You will read reports that Mr. Floyd was resisting arrest. But you look at this video; this is not a man resisting arrest. This is a man trying to say, please, you are killing me. These are other people saying the same thing. These are police officers not acting right. This is so many different things going on, and when you hear this and look at this video, you can come to no other conclusion than it is murder.

As psychiatrists, we frequently have to restrain people, and it is always understood that restraint can turn into assault extremely quickly. But in this particular case, there was no thought or concern about this man’s life or his health. There are many good police officers that do think of that, and so this was shocking. It was jarring. It was another thing piled on an already taxed black America. I was talking with my black male colleagues about this, and I think a lot of people don’t actually realize that, while there are black male psychiatrists, there are only a few of us.

Dr. Newsome: True that.

Dr. Norris: There are only so many black male physicians, period, and black male psychiatrists in particular. At different points in time we are called on to take leadership roles, and to talk, to speak on things and be a voice. Well, I have to tell you, after a while, this is pretty goddamn tiring for us to contain our disappointment, our anger, and our rage and still stay hopeful, optimistic, and still be a voice for those who are not able to speak.

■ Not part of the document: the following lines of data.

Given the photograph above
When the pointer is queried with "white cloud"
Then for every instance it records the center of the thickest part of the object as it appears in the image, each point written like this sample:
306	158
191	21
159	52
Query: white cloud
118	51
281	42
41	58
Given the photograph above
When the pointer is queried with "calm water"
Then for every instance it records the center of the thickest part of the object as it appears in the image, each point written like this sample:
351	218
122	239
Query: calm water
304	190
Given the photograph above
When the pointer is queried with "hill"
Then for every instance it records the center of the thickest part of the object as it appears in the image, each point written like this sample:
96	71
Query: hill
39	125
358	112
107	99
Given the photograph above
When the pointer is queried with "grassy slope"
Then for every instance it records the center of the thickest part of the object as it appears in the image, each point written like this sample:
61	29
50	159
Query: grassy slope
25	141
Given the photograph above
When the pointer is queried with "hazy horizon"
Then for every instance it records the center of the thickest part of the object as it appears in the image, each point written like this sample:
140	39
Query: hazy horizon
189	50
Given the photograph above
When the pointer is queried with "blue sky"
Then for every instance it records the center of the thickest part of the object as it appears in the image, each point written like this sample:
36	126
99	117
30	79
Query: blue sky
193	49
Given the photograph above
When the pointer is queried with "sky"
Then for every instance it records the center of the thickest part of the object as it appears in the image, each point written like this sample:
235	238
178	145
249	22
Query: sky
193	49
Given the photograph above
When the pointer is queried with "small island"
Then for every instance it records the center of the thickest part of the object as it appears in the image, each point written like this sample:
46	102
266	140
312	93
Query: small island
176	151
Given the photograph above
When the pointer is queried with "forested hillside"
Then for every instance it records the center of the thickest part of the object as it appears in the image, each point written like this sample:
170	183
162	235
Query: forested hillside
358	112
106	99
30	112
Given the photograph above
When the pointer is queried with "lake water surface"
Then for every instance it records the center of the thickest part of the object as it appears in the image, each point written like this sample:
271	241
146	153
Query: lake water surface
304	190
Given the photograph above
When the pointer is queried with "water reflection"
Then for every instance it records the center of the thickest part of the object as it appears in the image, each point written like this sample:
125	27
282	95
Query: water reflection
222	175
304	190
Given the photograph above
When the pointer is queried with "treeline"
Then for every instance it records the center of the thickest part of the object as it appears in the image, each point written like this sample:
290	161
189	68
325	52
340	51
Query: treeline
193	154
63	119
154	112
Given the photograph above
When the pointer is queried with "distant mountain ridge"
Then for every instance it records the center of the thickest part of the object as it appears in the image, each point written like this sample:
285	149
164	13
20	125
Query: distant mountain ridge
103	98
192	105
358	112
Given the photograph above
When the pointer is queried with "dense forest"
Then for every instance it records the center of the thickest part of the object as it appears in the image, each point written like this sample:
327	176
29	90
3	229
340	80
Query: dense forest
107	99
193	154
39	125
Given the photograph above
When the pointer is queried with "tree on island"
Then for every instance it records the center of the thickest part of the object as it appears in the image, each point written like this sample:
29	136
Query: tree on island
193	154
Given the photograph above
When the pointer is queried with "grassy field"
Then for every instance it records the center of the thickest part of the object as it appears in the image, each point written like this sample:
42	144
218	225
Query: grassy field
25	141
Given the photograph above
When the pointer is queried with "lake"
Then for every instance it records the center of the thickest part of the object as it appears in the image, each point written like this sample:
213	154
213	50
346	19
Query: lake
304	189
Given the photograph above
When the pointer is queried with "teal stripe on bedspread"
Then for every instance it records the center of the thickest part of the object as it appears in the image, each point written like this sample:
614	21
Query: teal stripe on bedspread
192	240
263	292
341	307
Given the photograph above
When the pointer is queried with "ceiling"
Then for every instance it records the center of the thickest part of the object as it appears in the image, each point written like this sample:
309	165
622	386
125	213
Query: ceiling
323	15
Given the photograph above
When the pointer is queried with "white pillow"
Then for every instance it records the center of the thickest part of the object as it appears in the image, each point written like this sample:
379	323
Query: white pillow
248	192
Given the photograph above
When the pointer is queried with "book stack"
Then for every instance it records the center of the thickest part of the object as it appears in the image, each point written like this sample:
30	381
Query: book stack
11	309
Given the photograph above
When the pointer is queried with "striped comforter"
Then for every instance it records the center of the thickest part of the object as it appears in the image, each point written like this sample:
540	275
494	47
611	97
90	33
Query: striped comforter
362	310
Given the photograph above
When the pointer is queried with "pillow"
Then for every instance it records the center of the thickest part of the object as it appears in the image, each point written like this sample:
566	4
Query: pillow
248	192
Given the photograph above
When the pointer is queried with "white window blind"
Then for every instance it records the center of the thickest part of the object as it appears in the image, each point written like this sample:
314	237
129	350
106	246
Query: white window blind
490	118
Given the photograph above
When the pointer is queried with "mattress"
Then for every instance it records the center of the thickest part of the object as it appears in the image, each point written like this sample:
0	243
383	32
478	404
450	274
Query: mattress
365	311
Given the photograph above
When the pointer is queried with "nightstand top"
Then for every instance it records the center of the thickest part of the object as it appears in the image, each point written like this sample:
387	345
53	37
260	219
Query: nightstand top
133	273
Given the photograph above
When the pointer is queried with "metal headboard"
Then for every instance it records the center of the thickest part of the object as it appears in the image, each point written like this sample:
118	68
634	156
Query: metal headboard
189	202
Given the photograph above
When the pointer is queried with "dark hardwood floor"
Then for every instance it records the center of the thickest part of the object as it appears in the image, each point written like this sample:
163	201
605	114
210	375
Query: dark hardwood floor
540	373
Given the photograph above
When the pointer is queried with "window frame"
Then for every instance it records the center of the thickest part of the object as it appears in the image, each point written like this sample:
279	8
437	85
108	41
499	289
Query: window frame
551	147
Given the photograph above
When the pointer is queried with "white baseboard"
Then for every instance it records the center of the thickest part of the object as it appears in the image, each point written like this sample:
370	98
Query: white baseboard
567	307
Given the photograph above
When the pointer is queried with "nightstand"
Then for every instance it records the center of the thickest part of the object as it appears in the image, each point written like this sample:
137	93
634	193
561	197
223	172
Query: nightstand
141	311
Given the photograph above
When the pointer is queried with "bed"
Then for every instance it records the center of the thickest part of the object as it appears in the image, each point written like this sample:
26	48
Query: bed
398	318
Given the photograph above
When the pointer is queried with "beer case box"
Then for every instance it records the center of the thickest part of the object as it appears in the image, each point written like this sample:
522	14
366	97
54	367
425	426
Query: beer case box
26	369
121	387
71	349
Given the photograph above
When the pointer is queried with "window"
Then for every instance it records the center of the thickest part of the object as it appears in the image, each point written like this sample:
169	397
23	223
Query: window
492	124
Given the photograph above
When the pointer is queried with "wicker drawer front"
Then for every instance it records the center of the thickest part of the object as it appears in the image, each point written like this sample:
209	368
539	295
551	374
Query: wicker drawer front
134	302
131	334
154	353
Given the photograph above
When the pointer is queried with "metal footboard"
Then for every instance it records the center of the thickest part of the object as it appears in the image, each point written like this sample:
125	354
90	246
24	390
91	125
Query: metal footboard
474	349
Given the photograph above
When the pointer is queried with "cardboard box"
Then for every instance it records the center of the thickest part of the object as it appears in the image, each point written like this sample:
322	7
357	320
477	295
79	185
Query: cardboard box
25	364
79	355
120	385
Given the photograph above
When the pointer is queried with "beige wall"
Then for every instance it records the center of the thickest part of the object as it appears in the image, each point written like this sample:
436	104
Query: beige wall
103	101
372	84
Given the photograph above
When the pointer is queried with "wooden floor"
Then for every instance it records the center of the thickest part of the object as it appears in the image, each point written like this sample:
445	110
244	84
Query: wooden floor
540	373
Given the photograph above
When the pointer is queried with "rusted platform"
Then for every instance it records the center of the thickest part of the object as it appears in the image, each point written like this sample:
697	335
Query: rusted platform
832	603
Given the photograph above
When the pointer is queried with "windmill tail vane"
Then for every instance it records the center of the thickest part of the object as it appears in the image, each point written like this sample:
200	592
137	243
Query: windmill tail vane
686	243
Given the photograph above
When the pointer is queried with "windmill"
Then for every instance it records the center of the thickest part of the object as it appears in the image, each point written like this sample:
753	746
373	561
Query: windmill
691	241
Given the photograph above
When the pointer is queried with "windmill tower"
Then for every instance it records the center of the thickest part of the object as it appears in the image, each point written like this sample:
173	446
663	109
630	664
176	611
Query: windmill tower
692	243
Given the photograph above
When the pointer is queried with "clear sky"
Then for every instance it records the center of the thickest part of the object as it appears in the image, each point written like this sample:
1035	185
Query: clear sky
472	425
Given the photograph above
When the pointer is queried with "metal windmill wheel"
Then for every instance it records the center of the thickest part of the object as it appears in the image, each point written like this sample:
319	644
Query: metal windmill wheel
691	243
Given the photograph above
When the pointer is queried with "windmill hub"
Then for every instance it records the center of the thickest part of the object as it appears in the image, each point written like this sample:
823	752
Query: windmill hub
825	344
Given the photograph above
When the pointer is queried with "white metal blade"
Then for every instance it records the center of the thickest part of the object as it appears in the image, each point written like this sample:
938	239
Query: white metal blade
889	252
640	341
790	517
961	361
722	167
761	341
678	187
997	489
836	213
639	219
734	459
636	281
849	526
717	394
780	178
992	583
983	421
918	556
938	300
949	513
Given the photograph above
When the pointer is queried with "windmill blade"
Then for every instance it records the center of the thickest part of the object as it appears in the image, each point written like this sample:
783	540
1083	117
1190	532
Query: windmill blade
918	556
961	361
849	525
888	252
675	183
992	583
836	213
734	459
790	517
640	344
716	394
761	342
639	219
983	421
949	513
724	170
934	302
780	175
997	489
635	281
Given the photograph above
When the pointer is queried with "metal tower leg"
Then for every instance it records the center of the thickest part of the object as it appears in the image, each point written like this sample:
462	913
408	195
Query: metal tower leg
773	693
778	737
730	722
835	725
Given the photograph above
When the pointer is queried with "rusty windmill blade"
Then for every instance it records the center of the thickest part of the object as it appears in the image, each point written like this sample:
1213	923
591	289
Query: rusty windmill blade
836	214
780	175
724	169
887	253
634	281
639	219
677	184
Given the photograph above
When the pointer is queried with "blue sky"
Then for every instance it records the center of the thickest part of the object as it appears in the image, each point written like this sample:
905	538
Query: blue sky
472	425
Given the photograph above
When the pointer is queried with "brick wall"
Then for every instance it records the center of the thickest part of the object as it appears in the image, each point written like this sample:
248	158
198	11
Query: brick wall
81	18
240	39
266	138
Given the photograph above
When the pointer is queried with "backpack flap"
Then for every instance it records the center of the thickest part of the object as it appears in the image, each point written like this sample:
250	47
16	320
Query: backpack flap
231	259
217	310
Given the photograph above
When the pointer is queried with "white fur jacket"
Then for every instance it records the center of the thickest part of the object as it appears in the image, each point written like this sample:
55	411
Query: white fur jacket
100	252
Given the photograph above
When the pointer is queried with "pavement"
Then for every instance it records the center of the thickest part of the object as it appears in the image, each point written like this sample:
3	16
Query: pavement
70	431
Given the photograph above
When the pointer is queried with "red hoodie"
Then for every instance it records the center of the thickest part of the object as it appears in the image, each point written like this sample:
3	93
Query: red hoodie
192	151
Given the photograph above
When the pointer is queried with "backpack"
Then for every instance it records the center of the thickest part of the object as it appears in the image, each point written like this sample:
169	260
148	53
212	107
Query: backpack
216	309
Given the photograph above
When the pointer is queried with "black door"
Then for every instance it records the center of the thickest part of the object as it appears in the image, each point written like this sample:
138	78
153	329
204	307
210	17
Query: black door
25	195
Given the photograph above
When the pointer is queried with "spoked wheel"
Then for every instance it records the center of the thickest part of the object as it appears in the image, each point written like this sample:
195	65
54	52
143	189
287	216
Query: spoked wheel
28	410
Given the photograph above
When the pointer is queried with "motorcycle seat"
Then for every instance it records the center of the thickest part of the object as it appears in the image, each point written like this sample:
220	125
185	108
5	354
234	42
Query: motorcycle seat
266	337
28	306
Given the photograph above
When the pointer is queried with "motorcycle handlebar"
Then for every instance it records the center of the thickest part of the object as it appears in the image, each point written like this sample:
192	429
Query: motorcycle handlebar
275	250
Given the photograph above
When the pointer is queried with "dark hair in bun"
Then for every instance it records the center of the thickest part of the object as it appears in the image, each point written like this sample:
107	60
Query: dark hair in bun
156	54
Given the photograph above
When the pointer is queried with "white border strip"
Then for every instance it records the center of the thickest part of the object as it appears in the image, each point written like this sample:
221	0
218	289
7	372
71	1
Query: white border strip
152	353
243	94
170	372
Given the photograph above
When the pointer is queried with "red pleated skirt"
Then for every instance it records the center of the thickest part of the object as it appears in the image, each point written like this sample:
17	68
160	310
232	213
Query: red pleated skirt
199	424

Dr. Newsome: I agree that sometimes it can be tiring to have to take leadership roles and continue to talk about all these things, but I also feel that, at least for me, it gives me some sort of route to address the angst and do something with it. I believe all of us are just figuring out how to deal with these feelings that we shouldn’t have to feel because of a murder that was televised.

Dr. Norris: Thank you. For a murder that was televised; that was tweeted; that was broadbanded; that was streamed.